The helpful Flyertalk thread revealed 2 options for extending old miles:

  1. Book a flight that departs after your miles will have expired and which is likely to be cancelled. When it is cancelled, call Asia Miles, and your miles will be valid 1 year past the original booking date.
  2. Setup an “exception arrangement” with Asia Miles. Transfer a total of 3000 miles from 2 different partners and your miles will be reinstated with the new renewable 18 months expiration policy.
#2 is interesting because it moves the miles into the new expiration scheme, which is more flexible any time but especially with no end in sight for Covid. I’m not sure if this policy is officially written anywhere, but it works.

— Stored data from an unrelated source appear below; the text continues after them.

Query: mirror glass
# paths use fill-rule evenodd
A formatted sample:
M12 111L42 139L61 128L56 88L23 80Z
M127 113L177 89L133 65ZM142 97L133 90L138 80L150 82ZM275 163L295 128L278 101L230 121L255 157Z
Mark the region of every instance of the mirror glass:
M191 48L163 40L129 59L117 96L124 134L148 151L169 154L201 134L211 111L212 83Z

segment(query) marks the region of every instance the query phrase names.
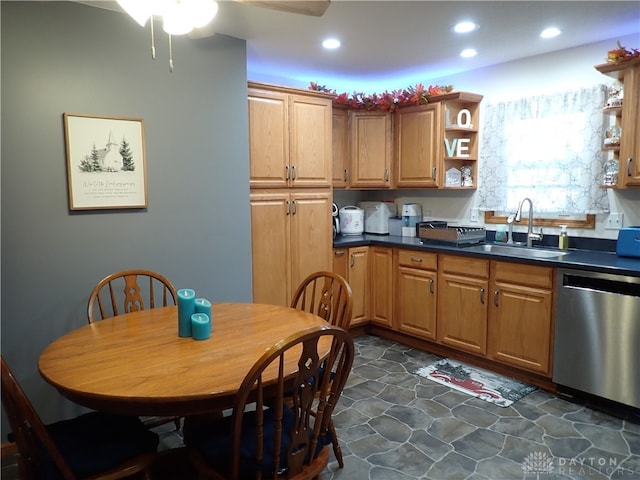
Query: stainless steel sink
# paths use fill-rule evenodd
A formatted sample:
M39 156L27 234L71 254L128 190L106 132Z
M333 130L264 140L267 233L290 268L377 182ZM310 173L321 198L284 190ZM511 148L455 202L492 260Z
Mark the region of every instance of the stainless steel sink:
M465 250L522 258L558 258L569 254L569 252L563 252L562 250L546 250L539 247L518 247L515 245L500 245L496 243L473 245L466 247Z

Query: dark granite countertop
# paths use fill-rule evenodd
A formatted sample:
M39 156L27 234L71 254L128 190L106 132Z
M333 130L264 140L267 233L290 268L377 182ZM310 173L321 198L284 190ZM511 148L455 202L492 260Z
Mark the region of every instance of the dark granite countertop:
M491 242L488 242L491 243ZM411 250L421 250L433 253L453 253L470 257L482 257L492 260L504 260L530 265L570 268L592 272L611 273L616 275L630 275L640 277L640 258L619 257L615 252L569 249L563 257L553 258L522 258L496 252L477 252L465 246L448 245L427 241L422 243L419 238L397 237L392 235L338 235L333 240L334 248L358 247L365 245L380 245L385 247L401 247ZM543 246L545 250L552 247Z

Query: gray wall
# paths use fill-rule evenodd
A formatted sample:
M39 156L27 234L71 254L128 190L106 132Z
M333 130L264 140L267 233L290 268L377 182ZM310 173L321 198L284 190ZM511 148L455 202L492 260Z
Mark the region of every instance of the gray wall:
M246 42L150 35L72 2L2 2L2 355L47 422L80 410L40 352L86 323L106 274L148 268L212 301L251 301ZM68 209L63 112L144 119L149 207ZM168 379L170 381L170 379ZM6 440L2 416L2 439Z

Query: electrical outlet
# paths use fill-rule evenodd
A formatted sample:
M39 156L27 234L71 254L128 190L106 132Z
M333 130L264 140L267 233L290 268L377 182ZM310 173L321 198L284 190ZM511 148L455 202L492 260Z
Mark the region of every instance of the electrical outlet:
M478 209L477 208L472 208L471 209L471 217L469 219L471 222L473 223L478 223Z
M624 219L624 213L610 213L607 217L607 221L604 224L605 230L620 230L622 228L622 221Z

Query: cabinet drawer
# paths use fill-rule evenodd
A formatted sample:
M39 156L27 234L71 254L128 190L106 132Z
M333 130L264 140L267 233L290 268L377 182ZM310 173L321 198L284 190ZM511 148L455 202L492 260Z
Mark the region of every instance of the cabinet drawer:
M494 261L491 262L491 272L496 282L542 288L551 288L553 284L553 268L549 267Z
M421 270L435 270L438 266L438 256L435 253L399 250L398 264L403 267L419 268Z
M458 273L474 277L489 278L489 261L478 258L439 255L440 272Z

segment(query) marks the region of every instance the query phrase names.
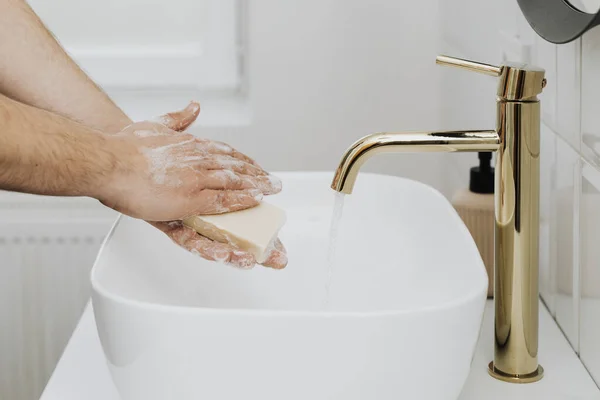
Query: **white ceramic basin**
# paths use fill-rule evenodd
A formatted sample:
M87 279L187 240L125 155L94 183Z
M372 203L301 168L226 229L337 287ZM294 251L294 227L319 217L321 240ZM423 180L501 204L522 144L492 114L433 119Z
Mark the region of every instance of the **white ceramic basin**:
M123 400L456 399L487 276L451 205L423 184L362 173L324 311L332 174L278 175L284 190L269 201L288 213L283 271L207 262L142 221L115 224L92 285Z

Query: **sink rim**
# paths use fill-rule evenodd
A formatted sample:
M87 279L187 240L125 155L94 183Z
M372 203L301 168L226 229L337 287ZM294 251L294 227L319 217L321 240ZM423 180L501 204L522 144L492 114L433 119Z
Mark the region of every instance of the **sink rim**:
M307 174L310 174L310 175L331 174L331 176L333 177L333 173L331 171L279 171L279 172L274 172L273 174L274 175L284 174L287 176L307 175ZM380 177L385 176L385 177L391 177L394 179L400 179L400 180L410 182L411 184L421 186L422 188L430 191L435 196L442 197L444 202L446 202L446 203L448 203L448 205L450 205L448 202L448 199L443 194L441 194L437 189L435 189L423 182L405 178L405 177L401 177L401 176L391 175L391 174L371 173L371 172L363 172L361 174L365 175L365 176L368 176L368 175L380 176ZM108 232L108 234L102 241L102 244L98 250L98 253L96 255L96 258L94 260L94 263L93 263L93 266L92 266L92 269L91 269L90 275L89 275L92 293L96 293L96 294L98 294L114 303L117 303L121 306L135 307L135 308L140 308L140 309L144 309L147 311L169 312L169 313L175 313L175 314L188 314L188 315L190 315L190 314L196 314L196 315L220 314L220 315L226 315L226 316L245 316L245 317L247 317L247 316L258 316L258 317L280 316L280 317L282 317L283 316L283 317L296 317L296 318L328 318L328 319L331 319L332 317L336 317L336 318L384 318L384 317L406 316L406 315L411 315L411 314L412 315L426 314L426 313L430 313L430 312L439 312L439 311L444 311L444 310L449 310L449 309L455 309L455 308L461 307L465 304L476 301L476 299L478 299L478 298L481 299L482 301L485 301L485 299L487 298L488 279L486 276L482 275L481 278L477 278L482 283L484 283L483 287L481 287L479 290L475 289L478 286L475 284L475 285L473 285L473 287L474 287L473 290L468 291L464 296L457 297L456 299L453 299L452 301L446 301L446 302L434 304L434 305L417 306L414 308L407 308L407 309L401 309L401 310L391 309L391 310L376 310L376 311L335 311L335 310L324 310L324 309L323 310L280 310L280 309L268 309L268 308L262 308L262 309L259 309L259 308L214 308L214 307L199 307L199 306L191 306L191 305L185 306L185 305L160 304L160 303L153 303L153 302L149 302L149 301L137 300L137 299L133 299L130 297L126 297L126 296L117 294L116 292L105 288L99 282L99 280L96 278L97 270L99 269L100 257L102 256L102 253L105 250L105 248L107 247L109 241L113 237L114 232L118 228L123 217L124 217L123 214L118 215L118 217L115 220L115 222L113 223L110 231ZM129 217L129 218L131 218L131 217ZM457 218L460 220L460 217L458 217L458 215L457 215ZM468 233L468 229L464 225L464 223L461 226L462 226L462 229L464 229L464 231L466 233ZM481 264L482 272L485 273L483 261L481 261L480 264ZM251 271L252 270L250 270L248 272L251 272ZM92 296L92 302L93 301L94 301L94 296Z

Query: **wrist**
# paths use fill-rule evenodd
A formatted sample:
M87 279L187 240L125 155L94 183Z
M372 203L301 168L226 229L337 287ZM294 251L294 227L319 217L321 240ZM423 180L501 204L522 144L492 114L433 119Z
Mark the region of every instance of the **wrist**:
M88 188L87 196L93 197L107 207L116 208L120 195L124 191L125 177L133 170L134 151L123 137L100 134L100 151L98 176Z

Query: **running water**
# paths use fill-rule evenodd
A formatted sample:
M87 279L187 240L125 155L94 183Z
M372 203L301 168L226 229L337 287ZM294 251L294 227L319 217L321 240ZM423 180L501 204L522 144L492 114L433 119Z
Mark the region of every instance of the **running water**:
M336 252L336 241L338 237L338 229L340 227L340 220L342 219L342 212L344 211L344 194L335 193L335 203L333 206L333 214L331 216L331 228L329 229L329 249L327 251L327 278L325 281L325 301L323 308L329 307L329 297L331 291L331 281L333 279L333 269L335 267L335 252Z

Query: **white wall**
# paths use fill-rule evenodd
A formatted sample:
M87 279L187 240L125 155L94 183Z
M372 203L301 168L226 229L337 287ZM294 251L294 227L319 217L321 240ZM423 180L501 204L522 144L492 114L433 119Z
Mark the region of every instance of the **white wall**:
M222 121L215 118L222 103L200 98L199 125L211 123L194 129L199 135L227 141L270 170L334 170L363 135L440 128L436 2L262 0L248 8L249 112ZM123 99L133 115L152 115ZM153 113L181 105L157 104ZM440 160L383 156L367 168L438 187Z
M229 142L270 170L333 171L344 149L368 133L441 128L436 2L261 0L247 6L247 90L202 96L196 134ZM117 99L134 117L184 105L181 93L142 94L123 92ZM366 169L442 188L443 160L441 155L382 156ZM53 200L46 201L36 206L39 221L64 225L65 219L57 220L52 211ZM72 210L78 220L77 205ZM72 221L63 229L80 223ZM23 226L24 237L39 236L35 226ZM31 267L26 256L31 250L23 255L22 247L6 245L16 255L0 268L0 282L6 287L14 283L18 290L0 290L0 304L14 305L0 307L5 335L0 354L9 360L5 368L18 366L10 375L18 379L0 377L0 399L33 400L85 301L91 260L87 253L67 258L65 271L80 268L80 275L43 274L61 267L59 255L36 259ZM79 265L80 260L88 261ZM63 299L74 293L76 304L69 311L53 287L62 289ZM27 321L35 323L23 325L21 313L14 310L27 310ZM52 328L55 321L61 321L60 329ZM23 334L27 340L17 340Z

Interestingly, you must wait until after your miles have expired to do the transfer. You should contact Asia Miles beforehand to confirm the arrangement, but they’ll tell you to wait after expiration to start. This feels scary and unintuitive, but it works. The good thing is the extension was very quick for me – within 36 hours of my instant transfers. Here’s my timeline:

  1. I transferred 3k miles total from Amex and Capital One. Both transfers were instant.
  2. I immediately wrote Asia Miles / Marco Polo Club (theclub@cathaypacific.com) to confirm that I fulfilled the requirements.
  3. I got a reply the next day, saying the miles will be reinstated “within 24 hours”.
  4. Miles were back in my account within 24 hours of the email reply.
Altogether, it took about 36 hours from the time of transfer to get the miles back. They’re good for 18 months, and I’ll be sure to extend them by earning or redeeming before then.

When can we travel to Asia?


I am hoping to have an end of year trip to Asia. But if I were to guess, it will not be easy/possible to get to places like HK, Singapore and Vietnam in 2021. These places have high population density, they can’t afford to have Covid circulate, they’ve managed it reasonably well and have no incentive to suddenly change that. As Australia’s government said: “International borders will be opened when international arrivals do not pose a risk to Australians.” This means when herd immunity has been highly reached. I really can’t imagine they’ll simply open borders to all vaccinated people, with limited efficacy and many unanswered questions that will take time to unravel (how long does immunity last? does it protect against new variants?).

With this expectation, I did not feel confident that I can use my Asia Miles even by the end of year (to book something up to Oct 2022). Hence I opted for the more flexible extension described here.